At the start of do_get_write_access() we have this logic:

	repeat:
		lock_buffer(jh->bh);
		...
		unlock_buffer(jh->bh);
		...
		if (jh->j_list == BJ_Shadow) {
			sleep_on_buffer(jh->bh);
			goto repeat;
		}

The problem is that the unlock_buffer() will wake up anyone who is sleeping
in the sleep_on_buffer().

So if task A is asleep in sleep_on_buffer() and task B now runs
do_get_write_access(), task B will wake task A by accident.  Task B will then
sleep on the buffer and task A will loop, will run unlock_buffer() and then
wake task B.

This state will continue until I/O completes against the buffer and kjournal
changes jh->j_list.

Unless task A and task B happen to both have realtime scheduling policy - if
they do then kjournald will never run.  The state is never cleared and your
box locks up.


The fix is to not do the `goto repeat;' until the buffer has been taken of
the shadow list.  So we don't go and wake up the other waiter(s) until they
can actually proceed to use the buffer.

This bug was introduced introduced into 2.4.20-pre5.


 jbd/transaction.c |    3 ++-
 1 files changed, 2 insertions(+), 1 deletion(-)
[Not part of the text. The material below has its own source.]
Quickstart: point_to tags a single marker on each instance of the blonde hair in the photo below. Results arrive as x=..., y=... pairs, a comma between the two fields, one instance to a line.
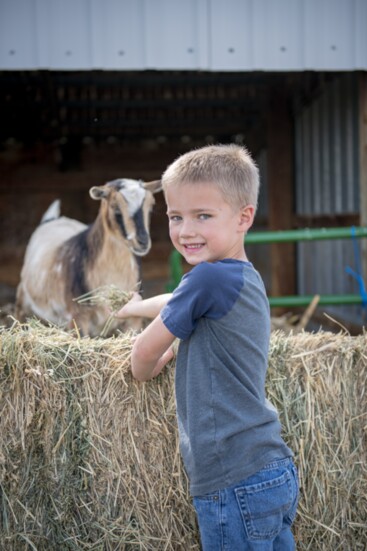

--- linux-2.4.21-pre3-rmap-ext3merge/fs/jbd/transaction.c.=K0003=.orig	2003-01-23 16:29:21.000000000 +0000
+++ linux-2.4.21-pre3-rmap-ext3merge/fs/jbd/transaction.c	2003-01-23 16:29:39.000000000 +0000
@@ -669,7 +669,8 @@
 			spin_unlock(&journal_datalist_lock);
 			unlock_journal(journal);
 			/* commit wakes up all shadow buffers after IO */
-			sleep_on(&jh2bh(jh)->b_wait);
+			wait_event(jh2bh(jh)->b_wait,
+						jh->b_jlist != BJ_Shadow);
 			lock_journal(journal);
 			goto repeat;
 		}